P.1203's simplest mode of operation (mode 0) takes as input: audio/video bitrate, video resolution, frames per second, and stalling events happening at the client side. Depending on the available data, it offers higher modes of operation that increase prediction accuracy at the expense of being more computationally intensive and requiring input data from more in-depth bitstream inspection.

While Mode 0 has access to basic data, Mode 1 can inspect the packet headers of the transmitted stream to obtain frame sizes and types. Modes 2 and 3 have access to the bitstream itself, where mode 2 only accesses 2% of the stream to reduce computing efforts. Mode 2 will be rarely used in practice, since Mode 3 can be calculated rather efficiently using modern hardware.

Outputs

The model produces various outputs that can be used for diagnostic purposes:

Scope and Limitations

The following limitations apply for P.1203-related KQIs:

  • ITU-T Rec. P.1203 has only been validated for video sequences of up to 5 minutes length. Hence, a measurement of a video source that is longer than this duration is technically possible but may be considered invalid with respect to the standard.

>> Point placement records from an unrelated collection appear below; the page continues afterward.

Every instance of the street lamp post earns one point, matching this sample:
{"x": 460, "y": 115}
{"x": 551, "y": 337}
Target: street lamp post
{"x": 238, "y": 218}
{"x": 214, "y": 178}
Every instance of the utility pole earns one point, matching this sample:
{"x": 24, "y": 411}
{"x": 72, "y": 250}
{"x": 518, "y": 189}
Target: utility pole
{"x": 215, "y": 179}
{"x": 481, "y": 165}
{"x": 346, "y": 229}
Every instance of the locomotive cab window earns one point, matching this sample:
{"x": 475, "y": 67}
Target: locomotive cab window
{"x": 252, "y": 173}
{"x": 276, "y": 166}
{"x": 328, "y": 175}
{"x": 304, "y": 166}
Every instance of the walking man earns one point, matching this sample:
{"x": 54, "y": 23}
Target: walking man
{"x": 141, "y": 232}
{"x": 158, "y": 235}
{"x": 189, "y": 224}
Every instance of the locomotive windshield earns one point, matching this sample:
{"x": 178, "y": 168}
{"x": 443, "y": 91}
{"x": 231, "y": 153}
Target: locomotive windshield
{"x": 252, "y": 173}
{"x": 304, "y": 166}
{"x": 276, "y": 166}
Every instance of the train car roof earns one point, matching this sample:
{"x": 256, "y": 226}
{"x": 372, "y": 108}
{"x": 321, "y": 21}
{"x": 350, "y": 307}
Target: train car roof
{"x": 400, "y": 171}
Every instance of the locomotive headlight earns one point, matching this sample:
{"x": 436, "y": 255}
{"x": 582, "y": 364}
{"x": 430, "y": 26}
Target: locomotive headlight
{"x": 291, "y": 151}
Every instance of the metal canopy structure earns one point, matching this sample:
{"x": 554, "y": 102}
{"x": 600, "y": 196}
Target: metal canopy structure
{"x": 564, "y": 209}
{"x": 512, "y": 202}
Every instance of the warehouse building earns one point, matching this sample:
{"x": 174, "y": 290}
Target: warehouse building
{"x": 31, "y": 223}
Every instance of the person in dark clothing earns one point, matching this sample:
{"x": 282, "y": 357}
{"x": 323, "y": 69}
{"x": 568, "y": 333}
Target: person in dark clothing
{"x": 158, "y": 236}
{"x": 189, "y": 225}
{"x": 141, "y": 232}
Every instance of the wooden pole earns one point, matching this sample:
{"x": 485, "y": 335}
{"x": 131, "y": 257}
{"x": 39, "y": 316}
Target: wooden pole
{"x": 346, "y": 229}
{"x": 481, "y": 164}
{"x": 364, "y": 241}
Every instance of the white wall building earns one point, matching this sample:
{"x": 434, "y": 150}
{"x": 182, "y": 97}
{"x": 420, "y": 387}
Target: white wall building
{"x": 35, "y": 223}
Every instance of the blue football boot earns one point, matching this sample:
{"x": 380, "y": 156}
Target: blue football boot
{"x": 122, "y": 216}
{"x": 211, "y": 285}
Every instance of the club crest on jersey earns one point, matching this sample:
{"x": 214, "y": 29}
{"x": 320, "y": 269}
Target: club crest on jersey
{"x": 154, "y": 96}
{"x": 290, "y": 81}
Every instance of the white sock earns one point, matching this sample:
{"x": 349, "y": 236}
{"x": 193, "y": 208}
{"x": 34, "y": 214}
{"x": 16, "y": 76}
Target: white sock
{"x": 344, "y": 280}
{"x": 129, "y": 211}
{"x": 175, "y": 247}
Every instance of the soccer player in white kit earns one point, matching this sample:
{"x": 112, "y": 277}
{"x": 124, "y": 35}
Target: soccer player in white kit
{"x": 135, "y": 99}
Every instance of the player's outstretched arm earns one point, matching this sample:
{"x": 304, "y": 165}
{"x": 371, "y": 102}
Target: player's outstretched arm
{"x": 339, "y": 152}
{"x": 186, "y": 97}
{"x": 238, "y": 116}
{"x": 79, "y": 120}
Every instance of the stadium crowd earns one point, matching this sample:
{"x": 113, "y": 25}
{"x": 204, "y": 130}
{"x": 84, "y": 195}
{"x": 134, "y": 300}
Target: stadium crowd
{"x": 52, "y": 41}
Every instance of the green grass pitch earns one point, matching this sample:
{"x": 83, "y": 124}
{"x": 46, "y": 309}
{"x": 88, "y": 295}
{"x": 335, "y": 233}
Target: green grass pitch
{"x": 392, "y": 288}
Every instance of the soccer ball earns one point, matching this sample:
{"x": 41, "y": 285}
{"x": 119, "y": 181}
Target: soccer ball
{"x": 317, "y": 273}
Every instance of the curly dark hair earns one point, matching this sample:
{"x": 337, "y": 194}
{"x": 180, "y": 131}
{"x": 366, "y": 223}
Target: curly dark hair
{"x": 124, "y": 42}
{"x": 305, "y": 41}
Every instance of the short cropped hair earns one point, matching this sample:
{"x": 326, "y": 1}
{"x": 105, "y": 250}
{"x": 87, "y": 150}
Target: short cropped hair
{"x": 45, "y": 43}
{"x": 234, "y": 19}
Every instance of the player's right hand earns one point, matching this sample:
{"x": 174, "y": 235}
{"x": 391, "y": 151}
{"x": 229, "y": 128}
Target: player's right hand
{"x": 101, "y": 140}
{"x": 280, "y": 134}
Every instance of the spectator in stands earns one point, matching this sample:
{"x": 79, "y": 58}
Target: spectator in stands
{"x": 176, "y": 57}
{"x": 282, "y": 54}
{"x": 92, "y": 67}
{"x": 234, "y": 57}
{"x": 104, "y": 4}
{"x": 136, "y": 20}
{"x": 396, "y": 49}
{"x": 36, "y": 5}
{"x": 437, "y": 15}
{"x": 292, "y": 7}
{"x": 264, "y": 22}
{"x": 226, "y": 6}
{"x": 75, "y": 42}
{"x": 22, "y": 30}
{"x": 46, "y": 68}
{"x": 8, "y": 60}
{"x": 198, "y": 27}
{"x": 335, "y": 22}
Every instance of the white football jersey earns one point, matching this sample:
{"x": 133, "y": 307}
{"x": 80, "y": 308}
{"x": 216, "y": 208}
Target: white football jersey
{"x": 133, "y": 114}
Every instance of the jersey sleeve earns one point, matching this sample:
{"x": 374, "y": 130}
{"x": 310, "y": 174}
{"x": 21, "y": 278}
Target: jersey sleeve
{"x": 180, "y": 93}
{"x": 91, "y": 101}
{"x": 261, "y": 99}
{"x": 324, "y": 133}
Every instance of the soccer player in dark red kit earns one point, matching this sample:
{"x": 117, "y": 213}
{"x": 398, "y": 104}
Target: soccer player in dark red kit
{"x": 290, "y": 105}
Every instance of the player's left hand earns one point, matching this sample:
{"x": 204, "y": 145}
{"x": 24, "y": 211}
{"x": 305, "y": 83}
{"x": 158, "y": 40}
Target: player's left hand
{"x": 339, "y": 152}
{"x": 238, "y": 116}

  • ITU-T Rec. P.1203 has only been validated for video up to 25 fps frame rate. Use of the model for video with higher frame rates is technically possible but will not yield higher quality ratings.

  • ITU-T Rec. P.1203 has only been validated for video up to 1080p resolution. Use of the model for video with higher resolution is technically possible but will not yield higher quality ratings. An Appendix exists for P.1203 that enables the use of up to UHD-1 resolution.

Amendments for Impact of Stalling and Low Quality

During the deployment of ITU-T Rec. P.1203 it was discovered that the impact of low audiovisual quality and stalling on the overall MOS was too low in comparison to what users of the model would expect. In certain edge cases, the model would give too high predictions for the MOS with considerably large values of initial loading delay or stalling. A set of modifications have been proposed and are available in Surfmeter.

In order to increase the impact of stalling events and very low audiovisual quality, ITU-T Rec. P.1203.3 has been officially updated with Amendment 1 "Adjustment of the audiovisual quality". This amendment is available in the Surfmeter software.

Note

The amendment is enabled by default.